Very early in the morning, two small French brigantines of 450 tons each, the Henri et Leontine and the Jeanne Benoni, sailed from Spithead for Nantes in a light northerly wind. The boats were owned by two brothers and by 18.13pm in the evening were about 4 miles from the shore off Atherfield when the wind veered to the south south-west and blew with great force.

January 31st 1892

The SS Eider of Bremen, a four-masted steamer of 4,719 tons was travelling from New York carrying 227 passengers and a crew of 167. There was thick fog and a stiff gale blowing but apparently it was only when the cut-glass of the chandeliers began to clatter that it was discovered the ship was hard aground on Black Slopper Rock.


January 17th 1894

The SS Ossian (387 tons) bound from Lisbon to Leith with a mixed cargo of wine, slates, sheepskins and cork shavings, came ashore in Brook Bay at 3am. As well as fog, there was a heavy ground swell. The lifeboat made its first trip bringing ashore seven of her crew. The Captain and eight  men decided to remain on board until later when conditions would be more favourable. The boat was re-floated a week later by the Neptune Salvage Company.



March 24th 1895

The Noordstar, an iron-hulled brigantine bound from Venezuela to Hamburg with a cargo of box wood and divi divi*, came ashore at Hanover Point, striking what was known locally as the Oil Rock. All seven lives were saved  ‘in a remarkably smart and able manner by the gallant crew’. A ring-tailed monkey miraculously escaped drowning by floating ashore in a sack and the rector’s wife, Mrs Morris, took it in.

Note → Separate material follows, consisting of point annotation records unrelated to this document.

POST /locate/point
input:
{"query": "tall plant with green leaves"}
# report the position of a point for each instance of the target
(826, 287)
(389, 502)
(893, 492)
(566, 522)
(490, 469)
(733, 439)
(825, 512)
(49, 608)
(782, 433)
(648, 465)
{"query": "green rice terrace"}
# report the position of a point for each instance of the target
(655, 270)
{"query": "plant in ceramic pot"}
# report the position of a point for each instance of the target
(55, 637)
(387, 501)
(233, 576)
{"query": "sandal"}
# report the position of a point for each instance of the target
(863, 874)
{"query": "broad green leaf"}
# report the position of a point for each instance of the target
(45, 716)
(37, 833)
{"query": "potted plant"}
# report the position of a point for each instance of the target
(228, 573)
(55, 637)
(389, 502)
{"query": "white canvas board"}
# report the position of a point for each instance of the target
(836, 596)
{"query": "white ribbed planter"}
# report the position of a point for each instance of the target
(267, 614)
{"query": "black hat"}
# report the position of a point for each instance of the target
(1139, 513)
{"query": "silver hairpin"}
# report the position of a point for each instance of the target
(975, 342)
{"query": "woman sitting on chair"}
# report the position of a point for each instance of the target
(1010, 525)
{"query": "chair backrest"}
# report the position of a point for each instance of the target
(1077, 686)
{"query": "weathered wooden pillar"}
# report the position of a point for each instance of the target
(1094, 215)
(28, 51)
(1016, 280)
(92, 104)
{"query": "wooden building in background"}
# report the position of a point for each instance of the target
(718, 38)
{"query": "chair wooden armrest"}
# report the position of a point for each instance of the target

* ‘Divi divi’ are the pods (1 x 3 inches rolled up) of South American redwood trees and are used by tanners and dyers.



February 13th 1899

When Norwegian barquetine Moland went ashore at Brook, the lifeboat was launched only to find the vessel breaking up and no sign of any crew. It was later learned that a French vessel had come across her and taken off the rest of the crew before she went ashore.



April 12th 1902

The Kinfauns Castle was stranded on Brook Ledge for a short time until she was pulled off by four tugs and her own engines.


 November 18 1904

During thick fog, the Dutch steam dredger Triton went ashore at Hanover Point. The lifeboat was launched in heavy seas and the coxswain Ben Jacobs took the lifeboat alongside the ship. With heavy seas breaking right through the ship, the lifeboat took off her crew of ten. This was the last rescue of the lifeboat

William Slaney Lewis which had been in service at Brook for 19 years.